今回は、プロジェクトが計画通りうまく運ぶかどうかテストするために、調査地を3カ所訪れて、その内2カ所で種と肥料を売ってきました。結局、2カ所で合計25人の実験参加者に対し約100キロ強のハイブリッド種を売りました。結果はまずまず?かな。対象村のまとめ役に事前に電話連絡をして、何時何時に種と肥料を売りに行くから参加者にその旨伝えてくれとお願いしているのですが、全ての参加者にはプロジェクトの主旨が伝わっておらず、買いたいけど現金の持ち合わせがないから買えないという参加者も多かったです。連絡が徹底していたらもっと売れていたでしょう。今後は同じ村に、プロジェクトの説明と販売のため二度訪れることでこの点は解決しました。ただ、農民がハイブリッド種に興味津々なのは確かです。今回も話を聞きつけたプロジェクト対象外の農家も覗きに来て、売って欲しいと頼まれました。残念ながら、4輪駆動車の荷台に種と肥料を積んで対象村に出向いているのですが、輸送のキャパがないので断りました。

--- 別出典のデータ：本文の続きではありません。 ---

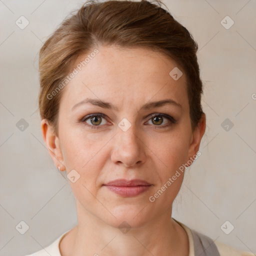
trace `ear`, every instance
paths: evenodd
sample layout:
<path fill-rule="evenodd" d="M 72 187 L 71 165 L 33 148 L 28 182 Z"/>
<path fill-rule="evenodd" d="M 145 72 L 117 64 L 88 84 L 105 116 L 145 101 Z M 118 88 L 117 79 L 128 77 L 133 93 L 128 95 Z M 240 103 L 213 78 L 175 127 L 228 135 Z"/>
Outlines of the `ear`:
<path fill-rule="evenodd" d="M 53 126 L 46 119 L 41 121 L 42 138 L 56 167 L 60 166 L 60 170 L 65 170 L 63 156 L 58 138 L 54 132 Z"/>
<path fill-rule="evenodd" d="M 190 144 L 188 146 L 188 158 L 187 159 L 186 162 L 188 162 L 189 160 L 193 160 L 194 157 L 196 156 L 196 152 L 199 150 L 201 140 L 206 130 L 206 114 L 203 113 L 198 126 L 195 128 L 192 133 Z M 190 166 L 191 164 L 188 165 Z"/>

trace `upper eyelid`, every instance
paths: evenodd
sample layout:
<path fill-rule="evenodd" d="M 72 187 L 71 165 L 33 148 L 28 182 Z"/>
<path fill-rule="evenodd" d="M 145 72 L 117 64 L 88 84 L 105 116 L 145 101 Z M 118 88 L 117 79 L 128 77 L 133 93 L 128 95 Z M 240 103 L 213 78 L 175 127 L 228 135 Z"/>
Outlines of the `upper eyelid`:
<path fill-rule="evenodd" d="M 166 115 L 168 116 L 164 116 Z M 85 122 L 86 120 L 89 119 L 90 118 L 94 117 L 94 116 L 100 116 L 102 118 L 103 118 L 106 120 L 106 122 L 109 122 L 109 121 L 108 120 L 108 118 L 107 118 L 106 116 L 104 114 L 102 114 L 102 113 L 96 113 L 94 114 L 91 114 L 89 116 L 88 116 L 86 118 L 82 118 L 82 122 Z M 174 120 L 174 118 L 172 116 L 170 116 L 168 114 L 164 114 L 164 113 L 153 113 L 153 114 L 150 114 L 150 115 L 148 115 L 146 116 L 146 118 L 149 118 L 148 119 L 148 120 L 149 120 L 152 118 L 153 118 L 154 116 L 160 116 L 164 118 L 166 118 L 166 119 L 170 121 L 173 122 L 176 122 L 176 120 Z M 144 118 L 146 118 L 146 117 Z M 100 124 L 98 126 L 100 126 Z"/>

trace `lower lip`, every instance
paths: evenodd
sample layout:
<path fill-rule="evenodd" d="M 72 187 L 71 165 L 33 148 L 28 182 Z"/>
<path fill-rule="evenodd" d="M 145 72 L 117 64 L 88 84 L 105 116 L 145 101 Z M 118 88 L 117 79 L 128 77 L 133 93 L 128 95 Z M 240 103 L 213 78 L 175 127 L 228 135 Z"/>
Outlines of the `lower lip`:
<path fill-rule="evenodd" d="M 135 196 L 146 191 L 150 187 L 146 186 L 119 186 L 106 185 L 106 188 L 116 194 L 123 196 Z"/>

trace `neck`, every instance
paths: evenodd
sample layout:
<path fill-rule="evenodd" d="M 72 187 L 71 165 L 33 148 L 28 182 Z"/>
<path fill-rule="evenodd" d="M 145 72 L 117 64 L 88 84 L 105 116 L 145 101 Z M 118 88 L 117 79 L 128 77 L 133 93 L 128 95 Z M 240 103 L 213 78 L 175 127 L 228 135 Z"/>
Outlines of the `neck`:
<path fill-rule="evenodd" d="M 110 226 L 77 205 L 78 224 L 60 244 L 62 256 L 188 255 L 186 232 L 170 211 L 140 226 L 124 230 Z M 69 234 L 68 234 L 69 233 Z"/>

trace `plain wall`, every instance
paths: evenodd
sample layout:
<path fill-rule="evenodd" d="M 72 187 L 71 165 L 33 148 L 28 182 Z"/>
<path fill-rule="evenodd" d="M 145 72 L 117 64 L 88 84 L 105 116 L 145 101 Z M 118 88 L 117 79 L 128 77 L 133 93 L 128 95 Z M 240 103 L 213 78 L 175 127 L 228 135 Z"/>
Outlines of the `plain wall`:
<path fill-rule="evenodd" d="M 76 224 L 74 196 L 44 145 L 36 100 L 40 48 L 83 2 L 0 2 L 1 256 L 41 250 Z M 172 216 L 256 254 L 256 2 L 164 2 L 198 44 L 207 122 L 202 155 L 186 170 Z M 22 16 L 30 22 L 24 30 L 16 24 Z M 229 29 L 221 24 L 226 16 L 234 22 Z M 28 124 L 22 132 L 22 118 Z M 234 124 L 228 131 L 226 118 Z M 16 228 L 22 220 L 29 226 L 23 235 Z M 220 228 L 226 220 L 234 226 L 229 234 Z"/>

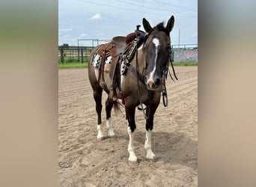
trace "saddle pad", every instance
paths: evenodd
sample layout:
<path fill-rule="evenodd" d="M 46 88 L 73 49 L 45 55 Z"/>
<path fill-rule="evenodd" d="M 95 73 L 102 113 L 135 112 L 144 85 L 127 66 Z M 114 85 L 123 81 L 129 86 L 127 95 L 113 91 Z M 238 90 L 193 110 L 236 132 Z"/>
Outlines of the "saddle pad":
<path fill-rule="evenodd" d="M 91 61 L 91 65 L 93 65 L 94 67 L 95 67 L 96 68 L 100 68 L 100 61 L 101 58 L 103 57 L 101 55 L 100 55 L 98 53 L 95 52 L 93 57 L 93 60 Z M 105 64 L 111 64 L 112 60 L 112 56 L 108 56 L 105 61 Z"/>

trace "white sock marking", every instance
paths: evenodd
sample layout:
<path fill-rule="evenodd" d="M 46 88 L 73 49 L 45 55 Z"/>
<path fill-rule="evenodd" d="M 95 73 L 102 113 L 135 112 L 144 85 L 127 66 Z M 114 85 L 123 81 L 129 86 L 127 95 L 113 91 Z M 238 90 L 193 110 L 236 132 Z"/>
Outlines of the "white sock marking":
<path fill-rule="evenodd" d="M 111 117 L 109 118 L 109 120 L 106 120 L 106 127 L 108 129 L 108 135 L 112 137 L 115 135 L 115 132 L 112 129 L 112 123 L 111 123 Z"/>
<path fill-rule="evenodd" d="M 151 130 L 146 131 L 146 141 L 144 147 L 147 150 L 146 158 L 148 159 L 153 159 L 155 158 L 155 155 L 151 150 Z"/>
<path fill-rule="evenodd" d="M 129 152 L 129 159 L 128 160 L 130 162 L 137 162 L 137 156 L 134 152 L 134 146 L 133 146 L 133 138 L 134 138 L 134 133 L 132 132 L 131 128 L 129 126 L 127 127 L 127 132 L 129 134 L 129 145 L 128 145 L 128 152 Z"/>
<path fill-rule="evenodd" d="M 97 135 L 97 138 L 100 139 L 100 138 L 103 138 L 103 129 L 102 129 L 101 124 L 99 124 L 97 126 L 97 130 L 98 131 L 98 135 Z"/>

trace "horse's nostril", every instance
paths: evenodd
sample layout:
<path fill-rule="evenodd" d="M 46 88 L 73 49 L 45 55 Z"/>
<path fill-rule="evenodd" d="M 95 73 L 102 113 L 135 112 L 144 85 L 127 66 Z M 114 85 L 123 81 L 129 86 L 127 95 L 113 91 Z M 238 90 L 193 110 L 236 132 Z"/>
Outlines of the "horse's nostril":
<path fill-rule="evenodd" d="M 161 83 L 160 79 L 159 79 L 159 78 L 156 79 L 155 85 L 159 85 L 160 83 Z"/>

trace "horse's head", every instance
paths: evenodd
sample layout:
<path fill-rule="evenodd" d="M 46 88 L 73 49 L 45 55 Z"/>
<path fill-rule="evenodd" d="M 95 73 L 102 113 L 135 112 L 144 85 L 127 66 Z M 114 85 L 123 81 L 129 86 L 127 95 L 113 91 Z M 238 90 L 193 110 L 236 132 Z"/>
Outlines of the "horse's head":
<path fill-rule="evenodd" d="M 147 70 L 144 81 L 149 90 L 161 88 L 163 73 L 170 63 L 170 32 L 174 24 L 173 16 L 168 21 L 166 27 L 161 22 L 152 28 L 147 20 L 143 19 L 143 26 L 147 33 L 142 48 L 145 55 Z"/>

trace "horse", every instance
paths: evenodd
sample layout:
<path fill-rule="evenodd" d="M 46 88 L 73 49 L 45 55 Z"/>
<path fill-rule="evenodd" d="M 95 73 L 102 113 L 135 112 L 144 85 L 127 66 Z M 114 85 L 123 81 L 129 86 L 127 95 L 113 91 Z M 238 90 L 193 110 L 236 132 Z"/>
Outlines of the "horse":
<path fill-rule="evenodd" d="M 146 150 L 146 159 L 155 160 L 155 154 L 151 148 L 151 134 L 153 127 L 153 117 L 158 108 L 161 98 L 161 93 L 165 87 L 165 79 L 167 78 L 167 70 L 171 59 L 171 37 L 170 33 L 174 27 L 174 17 L 171 16 L 168 19 L 166 26 L 164 22 L 160 22 L 152 27 L 149 22 L 143 18 L 143 27 L 145 33 L 141 34 L 140 40 L 142 44 L 135 48 L 135 54 L 132 57 L 129 62 L 122 57 L 127 43 L 124 41 L 125 37 L 113 37 L 112 42 L 107 44 L 100 44 L 91 52 L 88 61 L 88 76 L 91 85 L 93 89 L 94 99 L 96 102 L 96 111 L 97 113 L 97 139 L 103 138 L 102 130 L 102 94 L 104 90 L 108 94 L 106 101 L 106 127 L 108 135 L 115 136 L 111 122 L 111 111 L 113 107 L 118 108 L 120 101 L 125 108 L 126 120 L 127 122 L 127 132 L 129 141 L 128 144 L 129 158 L 131 162 L 138 162 L 133 144 L 134 132 L 136 129 L 135 121 L 135 108 L 142 103 L 146 105 L 144 111 L 146 119 L 146 139 L 144 149 Z M 138 27 L 137 27 L 138 28 Z M 135 35 L 138 35 L 135 33 Z M 100 49 L 103 46 L 105 49 Z M 114 46 L 114 47 L 113 47 Z M 112 56 L 112 60 L 118 57 L 119 61 L 116 64 L 109 66 L 106 61 L 109 59 L 106 54 L 111 53 L 111 48 L 117 46 L 116 55 Z M 101 60 L 97 59 L 98 66 L 95 64 L 95 56 L 97 52 L 103 55 Z M 117 50 L 115 50 L 117 51 Z M 123 57 L 125 55 L 123 55 Z M 104 61 L 102 59 L 104 58 Z M 120 60 L 121 59 L 121 60 Z M 100 63 L 99 61 L 103 61 Z M 115 63 L 113 63 L 115 64 Z M 125 73 L 121 71 L 126 70 Z M 174 69 L 173 69 L 174 70 Z M 104 76 L 103 76 L 104 74 Z M 117 75 L 120 75 L 118 76 Z M 176 76 L 175 76 L 176 77 Z M 119 86 L 114 86 L 113 79 L 117 79 Z M 116 84 L 115 84 L 116 85 Z M 111 96 L 114 93 L 114 98 Z M 118 104 L 117 104 L 118 103 Z"/>

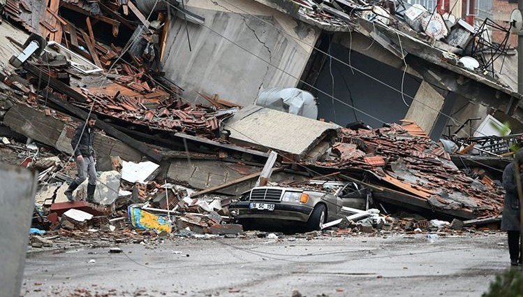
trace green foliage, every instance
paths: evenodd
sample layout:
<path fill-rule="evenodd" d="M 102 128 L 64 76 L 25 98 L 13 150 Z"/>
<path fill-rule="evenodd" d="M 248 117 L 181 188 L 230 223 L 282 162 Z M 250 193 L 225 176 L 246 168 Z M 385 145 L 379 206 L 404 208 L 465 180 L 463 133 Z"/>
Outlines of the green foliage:
<path fill-rule="evenodd" d="M 523 271 L 512 268 L 496 276 L 482 297 L 523 297 Z"/>

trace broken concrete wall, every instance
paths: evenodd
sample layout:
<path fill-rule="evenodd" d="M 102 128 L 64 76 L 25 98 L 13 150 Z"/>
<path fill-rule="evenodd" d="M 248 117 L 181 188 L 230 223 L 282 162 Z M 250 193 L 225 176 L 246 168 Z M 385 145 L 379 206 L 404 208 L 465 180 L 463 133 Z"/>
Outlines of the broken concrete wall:
<path fill-rule="evenodd" d="M 474 131 L 480 126 L 483 119 L 492 110 L 492 108 L 480 102 L 471 101 L 462 96 L 455 96 L 454 107 L 450 114 L 452 119 L 448 119 L 447 125 L 452 125 L 450 131 L 451 133 L 454 133 L 467 119 L 480 117 L 482 119 L 473 121 L 457 133 L 457 137 L 469 137 L 471 135 L 473 135 Z M 447 134 L 448 129 L 445 129 L 443 133 Z"/>
<path fill-rule="evenodd" d="M 349 56 L 349 49 L 339 43 L 332 43 L 330 53 L 383 82 L 397 89 L 402 89 L 403 71 L 354 50 L 350 52 Z M 404 85 L 406 94 L 413 97 L 419 85 L 420 82 L 412 75 L 406 74 Z M 404 103 L 400 92 L 357 71 L 353 72 L 346 64 L 334 59 L 331 64 L 328 57 L 325 58 L 314 87 L 327 94 L 334 94 L 335 98 L 343 101 L 339 102 L 322 92 L 311 90 L 318 96 L 318 117 L 341 126 L 361 120 L 371 126 L 381 126 L 383 123 L 375 118 L 385 122 L 397 122 L 405 117 L 408 110 L 407 105 L 412 103 L 412 99 L 408 96 L 404 97 Z M 371 117 L 353 111 L 350 106 L 354 106 Z"/>
<path fill-rule="evenodd" d="M 3 124 L 15 131 L 36 141 L 57 148 L 67 154 L 73 153 L 71 140 L 75 129 L 79 122 L 61 115 L 59 119 L 52 116 L 45 115 L 44 111 L 38 110 L 24 104 L 12 107 L 3 119 Z M 74 126 L 73 126 L 74 124 Z M 110 170 L 110 157 L 119 156 L 126 161 L 139 161 L 142 159 L 140 152 L 120 140 L 112 138 L 102 133 L 97 133 L 94 137 L 94 149 L 97 152 L 98 164 L 109 162 L 105 170 Z M 106 164 L 107 165 L 107 164 Z M 98 170 L 101 170 L 98 168 Z"/>
<path fill-rule="evenodd" d="M 307 45 L 316 43 L 320 30 L 254 1 L 231 3 L 241 9 L 224 1 L 207 0 L 189 1 L 186 7 L 204 17 L 205 27 L 300 78 L 312 51 Z M 268 66 L 203 25 L 186 25 L 189 41 L 183 18 L 171 23 L 163 57 L 166 76 L 184 87 L 185 99 L 203 102 L 197 94 L 202 92 L 246 106 L 254 103 L 260 89 L 297 85 L 297 78 Z"/>

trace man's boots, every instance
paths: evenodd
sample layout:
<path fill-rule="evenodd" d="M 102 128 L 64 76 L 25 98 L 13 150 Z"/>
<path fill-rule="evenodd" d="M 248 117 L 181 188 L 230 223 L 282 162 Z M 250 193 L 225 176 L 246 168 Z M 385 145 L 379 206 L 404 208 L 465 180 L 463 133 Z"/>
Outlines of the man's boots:
<path fill-rule="evenodd" d="M 74 201 L 75 198 L 73 197 L 73 191 L 76 189 L 76 188 L 78 187 L 80 184 L 76 183 L 76 181 L 73 180 L 73 182 L 69 184 L 69 187 L 67 188 L 67 189 L 65 191 L 66 196 L 67 197 L 67 200 L 69 201 Z"/>
<path fill-rule="evenodd" d="M 94 202 L 94 190 L 96 189 L 96 184 L 87 184 L 87 202 Z"/>

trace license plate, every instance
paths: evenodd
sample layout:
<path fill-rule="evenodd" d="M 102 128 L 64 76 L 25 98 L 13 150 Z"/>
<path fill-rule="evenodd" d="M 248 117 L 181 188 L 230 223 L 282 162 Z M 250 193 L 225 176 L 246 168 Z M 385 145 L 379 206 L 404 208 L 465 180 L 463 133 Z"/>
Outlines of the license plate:
<path fill-rule="evenodd" d="M 249 208 L 251 210 L 274 210 L 274 205 L 272 203 L 258 203 L 256 202 L 251 202 L 249 205 Z"/>

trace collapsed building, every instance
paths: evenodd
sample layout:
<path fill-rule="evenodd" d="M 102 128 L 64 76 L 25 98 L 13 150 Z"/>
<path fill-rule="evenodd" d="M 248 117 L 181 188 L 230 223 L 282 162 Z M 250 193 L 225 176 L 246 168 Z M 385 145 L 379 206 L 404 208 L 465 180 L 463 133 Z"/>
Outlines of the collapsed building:
<path fill-rule="evenodd" d="M 6 2 L 3 15 L 12 24 L 0 25 L 0 54 L 10 61 L 0 85 L 1 119 L 8 128 L 2 136 L 24 137 L 61 154 L 61 162 L 42 163 L 45 154 L 27 152 L 30 145 L 13 147 L 27 152 L 23 166 L 42 171 L 39 181 L 46 189 L 40 203 L 54 214 L 55 224 L 75 208 L 60 203 L 64 182 L 74 175 L 64 156 L 72 154 L 74 129 L 89 113 L 98 115 L 103 131 L 95 138 L 97 169 L 112 173 L 101 176 L 98 201 L 119 209 L 114 215 L 136 203 L 162 215 L 183 210 L 191 215 L 179 227 L 205 229 L 219 224 L 230 199 L 260 177 L 289 184 L 327 175 L 364 184 L 385 205 L 428 216 L 499 219 L 499 185 L 488 175 L 465 175 L 434 141 L 448 123 L 445 115 L 460 103 L 485 106 L 475 115 L 502 114 L 513 129 L 520 125 L 520 95 L 495 70 L 487 71 L 495 69 L 492 64 L 480 59 L 483 64 L 466 68 L 459 61 L 464 49 L 439 41 L 443 37 L 426 29 L 415 31 L 397 20 L 398 10 L 367 9 L 364 1 L 223 2 Z M 456 24 L 460 32 L 459 26 L 466 29 Z M 243 40 L 247 33 L 255 38 Z M 31 41 L 39 47 L 24 54 Z M 344 80 L 343 92 L 334 89 L 333 66 L 337 79 L 351 69 L 359 73 Z M 398 87 L 390 86 L 394 80 Z M 272 87 L 309 90 L 318 97 L 321 120 L 254 105 Z M 342 128 L 406 117 L 402 125 L 374 130 Z M 266 162 L 272 164 L 269 175 Z M 168 188 L 171 184 L 196 191 Z M 207 194 L 221 198 L 196 198 Z M 95 210 L 95 216 L 112 212 Z M 131 214 L 141 211 L 129 208 L 135 226 L 140 224 Z M 194 215 L 201 212 L 210 217 L 202 221 Z"/>

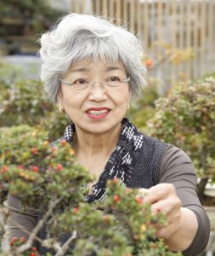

売り方は工夫の余地が沢山あるだろうし、工夫すればもっと売れるだろうから、ハイブリッド種の販売ビジネスは美味しいと思うんですけどね。何で民間のサプライヤー達がもっと活発に参入してこないのでしょう。今まさに、これからって時なのでしょうか。民間セクターはアニマルスピリットで利益の上がるビジネスの臭いを嗅ぎ付け次々参入が起こるから、そうそう美味しいビジネスなんて残っていない、というのが一般の認識だと思いますが、現実はそうでもないって事かな。